On découvre que le pouvoir monarchique, notamment incarné par Louis XVI, est dépassé par ces forces. La pièce dévoile la complexité des postures des différents acteurs, parfois contradictoires, dépeignant une crise démocratique toujours actuelle.
Repères de mise en scène et lieux
Mise en scène frontale et parole au centre
Pommerat opère une rupture esthétique en préférant une mise en scène frontale simple où l’acteur est au centre du dispositif. La parole est reine : entre discours, archives et improvisations, elle lie les comédiens au public dans une proximité rare.
Cette écriture de plateau privilégie la participation collective avec des dispositifs qui intègrent parfois la salle, renforçant l’atmosphère de débats publics et d’assemblées qui incarnent réellement la naissance de la démocratie.
Lieux de représentation et tournées marquantes
Depuis sa création au Théâtre du Manège de Mons, la pièce a tourné largement en France dans des théâtres prestigieux comme le Théâtre de la Porte Saint-Martin, le Théâtre Nanterre-Amandiers, le TNP Lyon-Villeurbanne ou la Comédie de Reims.
Elle a aussi été présentée à l’international dans des festivals à São Paulo, Ottawa, Genève ou Buenos Aires, confirmant son rayonnement. Cet ambitieux spectacle politique suscite toujours un intérêt important auprès des publics, notamment grâce à la richesse de ses dispositifs techniques et humains.
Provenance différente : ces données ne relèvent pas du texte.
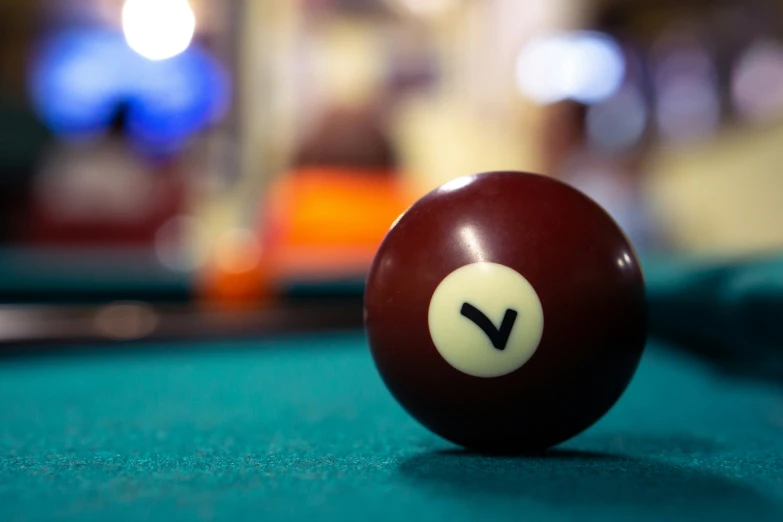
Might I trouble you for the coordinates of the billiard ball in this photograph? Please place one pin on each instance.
(506, 311)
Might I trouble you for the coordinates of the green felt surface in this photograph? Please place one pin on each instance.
(303, 429)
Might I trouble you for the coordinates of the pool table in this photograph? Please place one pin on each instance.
(295, 424)
(300, 427)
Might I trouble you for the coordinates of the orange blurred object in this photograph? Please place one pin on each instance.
(319, 224)
(326, 222)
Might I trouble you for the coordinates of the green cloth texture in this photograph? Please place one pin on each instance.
(302, 428)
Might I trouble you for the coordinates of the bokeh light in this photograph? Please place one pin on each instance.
(158, 29)
(427, 8)
(757, 82)
(79, 78)
(582, 66)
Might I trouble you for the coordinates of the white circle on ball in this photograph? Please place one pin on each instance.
(486, 319)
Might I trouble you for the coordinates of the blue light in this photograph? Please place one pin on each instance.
(79, 78)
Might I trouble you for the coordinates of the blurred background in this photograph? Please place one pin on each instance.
(233, 154)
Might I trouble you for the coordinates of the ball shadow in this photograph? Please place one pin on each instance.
(590, 482)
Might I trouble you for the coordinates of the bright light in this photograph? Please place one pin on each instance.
(456, 184)
(587, 67)
(158, 29)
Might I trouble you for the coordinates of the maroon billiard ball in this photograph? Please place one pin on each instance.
(506, 311)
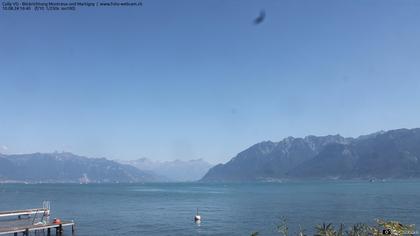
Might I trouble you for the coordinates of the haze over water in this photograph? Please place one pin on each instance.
(226, 209)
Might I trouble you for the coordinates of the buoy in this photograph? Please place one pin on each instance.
(197, 217)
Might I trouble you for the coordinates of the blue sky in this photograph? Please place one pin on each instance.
(196, 79)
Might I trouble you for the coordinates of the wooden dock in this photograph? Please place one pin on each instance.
(24, 212)
(37, 221)
(25, 230)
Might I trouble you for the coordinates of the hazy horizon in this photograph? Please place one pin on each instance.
(193, 79)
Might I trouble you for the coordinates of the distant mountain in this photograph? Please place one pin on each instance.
(391, 154)
(68, 168)
(174, 170)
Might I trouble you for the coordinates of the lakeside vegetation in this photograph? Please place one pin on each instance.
(381, 228)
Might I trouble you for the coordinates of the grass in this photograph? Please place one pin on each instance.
(382, 227)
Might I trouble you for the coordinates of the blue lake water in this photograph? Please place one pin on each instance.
(226, 209)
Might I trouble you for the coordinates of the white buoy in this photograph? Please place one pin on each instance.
(197, 217)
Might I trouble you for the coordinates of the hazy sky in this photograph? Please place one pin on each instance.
(197, 79)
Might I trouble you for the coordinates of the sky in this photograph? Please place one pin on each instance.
(197, 79)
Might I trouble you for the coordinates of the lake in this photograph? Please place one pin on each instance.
(226, 209)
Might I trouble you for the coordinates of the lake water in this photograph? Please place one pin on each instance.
(226, 209)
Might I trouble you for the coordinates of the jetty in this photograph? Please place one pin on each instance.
(34, 220)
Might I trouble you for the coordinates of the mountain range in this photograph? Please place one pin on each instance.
(177, 170)
(391, 154)
(68, 168)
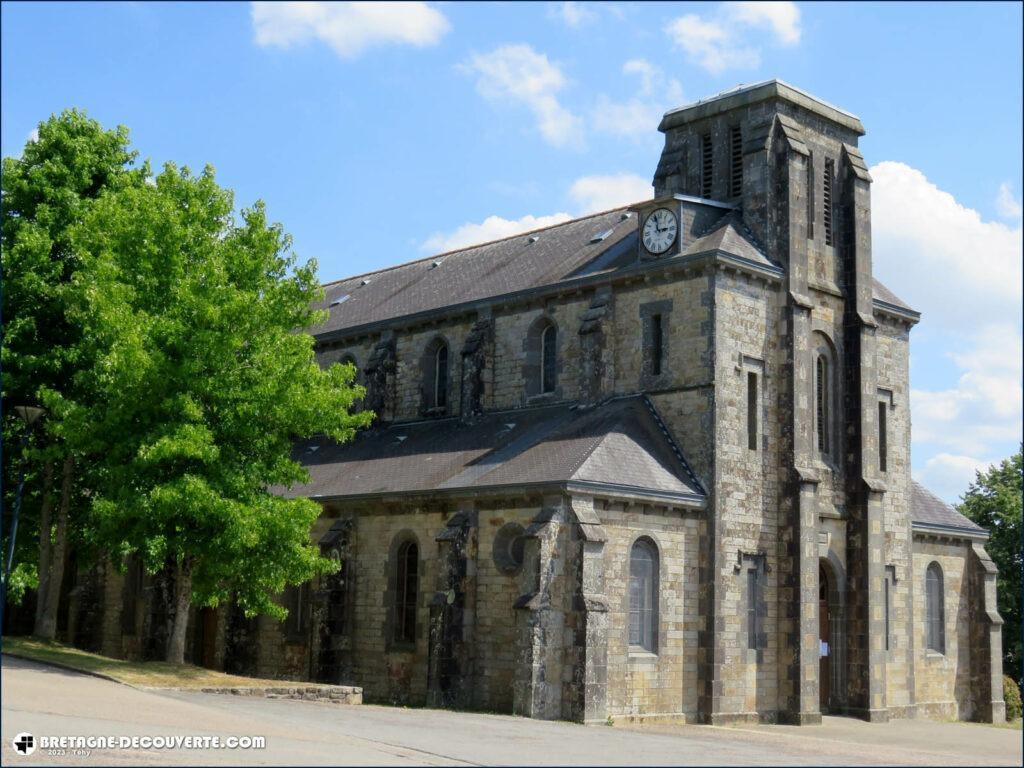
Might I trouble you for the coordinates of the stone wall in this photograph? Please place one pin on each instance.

Biographie et influence de Joël Pommerat
Joël Pommerat est reconnu comme un metteur en scène et dramaturge majeur du théâtre contemporain. Sa démarche se caractérise par une forte collaboration avec ses acteurs et une écriture de plateau qui privilégie l’expérimentation.
La compagnie Louis Brouillard, qui porte ce projet, soutient ses recherches artistiques tournées vers la reconstitution des enjeux sociaux et politiques. Avec Ça ira (1) fin de Louis, Pommerat inscrit son œuvre dans une réflexion sur la démocratie, à travers un spectacle à la puissance mobilisatrice rare et une esthétique claire mais puissante.
FAQ — ça ira (1) fin de Louis
Fin de Louis ça ira ?
La fin de « Ça ira (1) fin de Louis » met en scène la fuite ratée du roi Louis XVI à Varennes en 1791, acte symbolique du basculement du pouvoir monarchique face à la montée des forces populaires et à la construction difficile de la démocratie.
Quelle est la scène finale d’une pièce de théâtre ?
La scène finale d’une pièce de théâtre est généralement un moment clé qui conclut le récit, révélant souvent les conséquences des actions des personnages et offrant une conclusion thématique ou une ouverture à la réflexion, comme c’est le cas dans « Ça ira (1) fin de Louis ».
Quelle est la dernière pièce de Joël Pommerat ?
La dernière pièce de Joël Pommerat mentionnée dans l’article est « Ça ira (1) fin de Louis », créée en 2015, qui est une fresque historique et politique explorant la Révolution française et les enjeux démocratiques.
Comment se termine Cendrillon de Joël Pommerat ?
Cendrillon de Joël Pommerat se termine sur une mise en scène poétique et épurée, offrant une lecture contemporaine du conte, mais ce spectacle est distinct de « Ça ira (1) fin de Louis » qui se focalise sur la Révolution française.
Quels sont les thèmes principaux abordés dans « Ça ira (1) fin de Louis » ?
Les thèmes principaux abordés dans « Ça ira (1) fin de Louis » incluent la naissance de la démocratie, le contrat social, la souveraineté populaire, les fractures sociales et politiques, ainsi que la complexité des rapports entre le pouvoir monarchique et les masses populaires.
Comment la spatialisation sonore est-elle utilisée dans « Ça ira (1) fin de Louis » ?
La spatialisation sonore dans « Ça ira (1) fin de Louis », conçue par Grégoire Leymarie et Manuel Poletti, crée une expérience immersive en amplifiant la tension politique et en spatialistant l’action sur scène, renforçant le sentiment de proximité et d’urgence.

Pauline est passionnée par les arts visuels et partage ici ses découvertes. Amatrice de belles choses simples, toujours curieuse d’apprendre et de transmettre.